Revised forecasts from IDC predict smartphone sales will have declined by 12% overall in 2020. Against this backdrop, the traditional approach to growing market share for mobile brands is as dated as music festivals, theatre trips or weddings. Instead, brands have needed to adapt innovative new strategies to weather the turbulence, respond to changing consumer needs and come out stronger. A 2019 playbook simply won’t cut it in a continuing world of social distancing and faded touchpoints. Here are four strategies for mobile brands looking to expand market share in 2021.

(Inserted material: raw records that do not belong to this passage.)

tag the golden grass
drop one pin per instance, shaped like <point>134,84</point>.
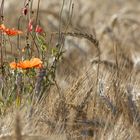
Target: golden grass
<point>97,92</point>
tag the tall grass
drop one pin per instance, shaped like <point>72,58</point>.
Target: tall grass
<point>87,83</point>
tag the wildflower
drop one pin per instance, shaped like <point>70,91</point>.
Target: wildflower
<point>38,29</point>
<point>2,27</point>
<point>30,25</point>
<point>27,64</point>
<point>8,31</point>
<point>24,11</point>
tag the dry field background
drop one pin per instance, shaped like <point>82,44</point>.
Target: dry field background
<point>98,86</point>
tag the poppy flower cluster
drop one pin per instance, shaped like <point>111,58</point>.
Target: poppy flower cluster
<point>8,31</point>
<point>27,64</point>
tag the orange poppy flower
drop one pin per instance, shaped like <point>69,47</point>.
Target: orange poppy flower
<point>10,32</point>
<point>26,64</point>
<point>2,27</point>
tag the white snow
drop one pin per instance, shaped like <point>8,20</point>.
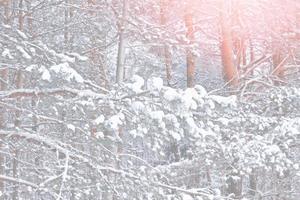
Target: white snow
<point>138,106</point>
<point>6,53</point>
<point>138,83</point>
<point>65,58</point>
<point>71,127</point>
<point>23,52</point>
<point>155,84</point>
<point>115,121</point>
<point>22,34</point>
<point>157,115</point>
<point>45,73</point>
<point>78,56</point>
<point>175,135</point>
<point>171,94</point>
<point>68,72</point>
<point>225,101</point>
<point>99,120</point>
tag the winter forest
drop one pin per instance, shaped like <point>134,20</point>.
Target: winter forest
<point>149,99</point>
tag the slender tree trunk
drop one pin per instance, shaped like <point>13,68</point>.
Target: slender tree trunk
<point>226,47</point>
<point>167,54</point>
<point>121,47</point>
<point>253,183</point>
<point>190,58</point>
<point>17,122</point>
<point>7,7</point>
<point>2,126</point>
<point>3,86</point>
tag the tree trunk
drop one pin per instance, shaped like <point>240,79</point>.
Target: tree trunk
<point>190,59</point>
<point>166,52</point>
<point>121,47</point>
<point>66,22</point>
<point>226,47</point>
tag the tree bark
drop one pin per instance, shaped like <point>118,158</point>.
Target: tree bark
<point>226,47</point>
<point>166,52</point>
<point>190,59</point>
<point>121,46</point>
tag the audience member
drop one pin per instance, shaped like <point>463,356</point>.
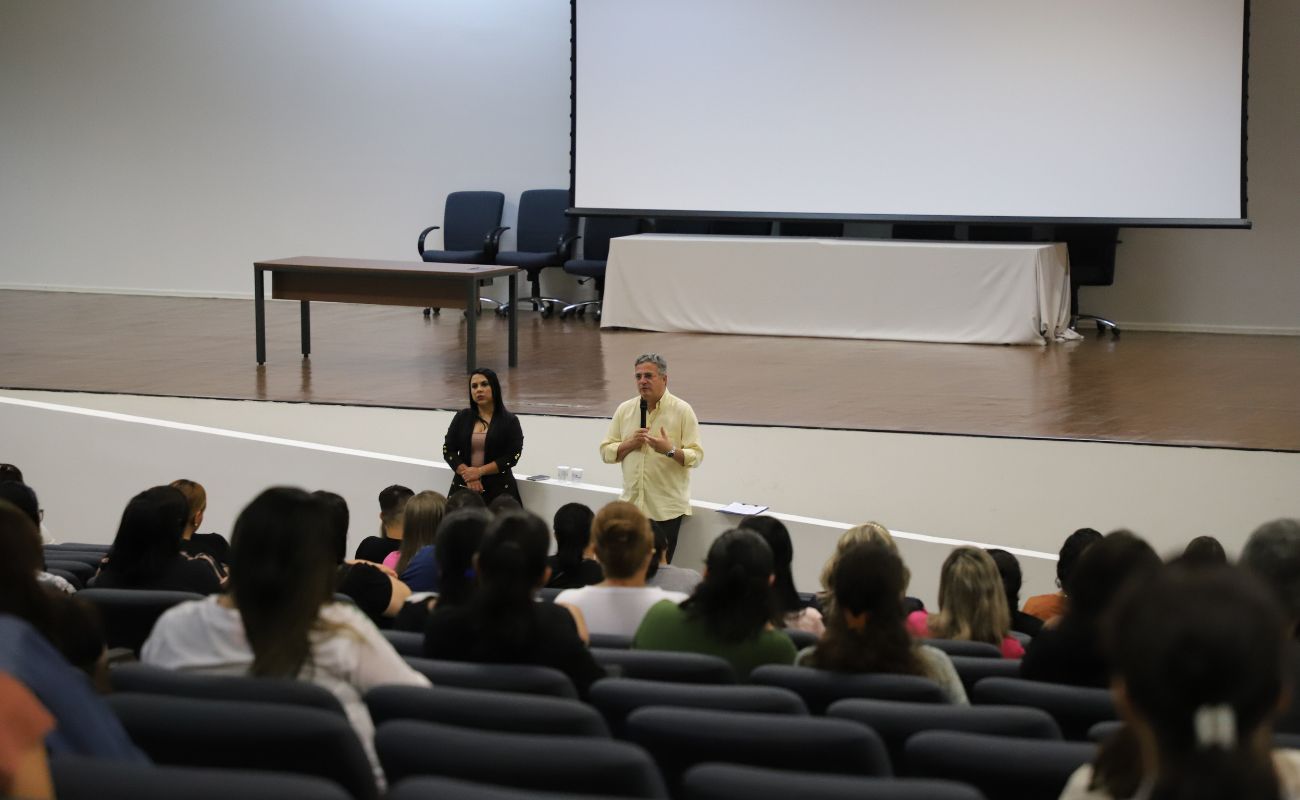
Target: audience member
<point>1199,712</point>
<point>375,589</point>
<point>624,545</point>
<point>502,623</point>
<point>391,505</point>
<point>971,604</point>
<point>729,613</point>
<point>280,618</point>
<point>869,632</point>
<point>193,543</point>
<point>1071,651</point>
<point>668,576</point>
<point>415,561</point>
<point>146,553</point>
<point>1051,606</point>
<point>1273,554</point>
<point>573,563</point>
<point>791,610</point>
<point>1009,569</point>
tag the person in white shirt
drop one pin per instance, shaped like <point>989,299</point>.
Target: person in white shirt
<point>280,618</point>
<point>624,545</point>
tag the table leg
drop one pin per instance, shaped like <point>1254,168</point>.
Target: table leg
<point>514,319</point>
<point>306,316</point>
<point>259,314</point>
<point>471,325</point>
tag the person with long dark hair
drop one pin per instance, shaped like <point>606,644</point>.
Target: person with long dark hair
<point>503,623</point>
<point>280,618</point>
<point>731,612</point>
<point>867,631</point>
<point>1201,669</point>
<point>484,441</point>
<point>791,610</point>
<point>146,553</point>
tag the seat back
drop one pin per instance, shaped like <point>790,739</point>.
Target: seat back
<point>542,220</point>
<point>1000,766</point>
<point>523,678</point>
<point>664,665</point>
<point>238,734</point>
<point>683,738</point>
<point>146,679</point>
<point>486,710</point>
<point>468,217</point>
<point>78,778</point>
<point>616,697</point>
<point>1074,708</point>
<point>896,721</point>
<point>732,782</point>
<point>558,764</point>
<point>129,614</point>
<point>819,688</point>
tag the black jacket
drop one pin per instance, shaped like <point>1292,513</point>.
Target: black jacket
<point>505,444</point>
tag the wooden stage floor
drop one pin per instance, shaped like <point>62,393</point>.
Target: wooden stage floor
<point>1153,388</point>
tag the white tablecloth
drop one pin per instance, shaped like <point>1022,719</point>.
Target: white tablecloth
<point>928,292</point>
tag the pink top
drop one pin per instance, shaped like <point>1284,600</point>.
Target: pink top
<point>918,623</point>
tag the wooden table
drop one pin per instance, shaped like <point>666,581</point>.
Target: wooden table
<point>377,282</point>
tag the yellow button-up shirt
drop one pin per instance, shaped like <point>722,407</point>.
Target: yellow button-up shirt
<point>653,481</point>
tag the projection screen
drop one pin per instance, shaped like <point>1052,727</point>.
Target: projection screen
<point>1109,111</point>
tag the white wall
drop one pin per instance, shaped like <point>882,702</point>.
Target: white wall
<point>156,146</point>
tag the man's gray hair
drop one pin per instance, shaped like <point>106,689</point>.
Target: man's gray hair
<point>1273,553</point>
<point>651,358</point>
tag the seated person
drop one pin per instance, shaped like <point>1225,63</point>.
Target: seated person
<point>280,618</point>
<point>391,505</point>
<point>731,612</point>
<point>373,588</point>
<point>146,553</point>
<point>1071,651</point>
<point>573,563</point>
<point>792,612</point>
<point>971,604</point>
<point>502,623</point>
<point>624,545</point>
<point>867,631</point>
<point>212,545</point>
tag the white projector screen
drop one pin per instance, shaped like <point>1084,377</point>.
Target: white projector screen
<point>1109,111</point>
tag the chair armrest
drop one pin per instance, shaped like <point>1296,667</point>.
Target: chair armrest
<point>492,242</point>
<point>424,233</point>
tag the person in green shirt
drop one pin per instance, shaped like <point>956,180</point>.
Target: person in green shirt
<point>728,614</point>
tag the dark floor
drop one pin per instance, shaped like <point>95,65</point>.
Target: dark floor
<point>1161,388</point>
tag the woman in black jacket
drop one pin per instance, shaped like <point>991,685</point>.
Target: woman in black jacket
<point>484,441</point>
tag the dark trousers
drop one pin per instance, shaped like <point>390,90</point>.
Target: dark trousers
<point>670,528</point>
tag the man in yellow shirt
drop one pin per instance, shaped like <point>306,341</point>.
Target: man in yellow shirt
<point>655,436</point>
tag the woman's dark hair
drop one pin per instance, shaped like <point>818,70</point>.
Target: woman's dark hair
<point>498,401</point>
<point>148,537</point>
<point>1009,569</point>
<point>869,579</point>
<point>459,537</point>
<point>336,506</point>
<point>774,532</point>
<point>735,599</point>
<point>1074,546</point>
<point>1188,643</point>
<point>572,524</point>
<point>511,565</point>
<point>1204,550</point>
<point>280,576</point>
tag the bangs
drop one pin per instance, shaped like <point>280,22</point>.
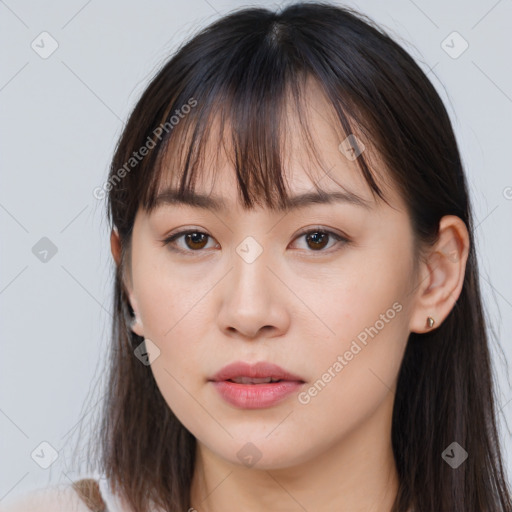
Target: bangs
<point>249,122</point>
<point>237,90</point>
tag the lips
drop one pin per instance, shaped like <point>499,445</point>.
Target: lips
<point>261,372</point>
<point>255,386</point>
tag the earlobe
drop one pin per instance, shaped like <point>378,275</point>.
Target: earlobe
<point>136,325</point>
<point>442,276</point>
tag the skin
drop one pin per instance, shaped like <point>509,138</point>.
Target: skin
<point>298,308</point>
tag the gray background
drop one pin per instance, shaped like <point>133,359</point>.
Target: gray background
<point>61,117</point>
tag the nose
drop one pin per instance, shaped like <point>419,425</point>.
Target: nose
<point>253,301</point>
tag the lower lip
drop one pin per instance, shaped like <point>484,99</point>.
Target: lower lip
<point>255,396</point>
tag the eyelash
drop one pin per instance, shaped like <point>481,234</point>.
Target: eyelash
<point>172,238</point>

Focus on establishing credibility

It goes without saying, but it has been a very tough year for challenger brands, with consumers gravitating towards brands they already know. Market leader Apple has expanded market share in the UK from 49% in October 2019 to 53% in October 2020. In this new environment, it has been very difficult for new entrants to promote themselves and establish themselves in consumers’ lives, especially with the reduction in opportunities to physically see and touch a new product. Consumers will want to invest their hard-earned cash and goodwill into credible brands that they know and are likely to stay. Key to this is a brand that has a great portfolio, strong supporting ecosystem, great customer service and the marketing vision and ability to build a credible trustworthy brand. For those wanting to make inroads, they will need a best in class distribution strategy and the ability to really differentiate and personify a brand.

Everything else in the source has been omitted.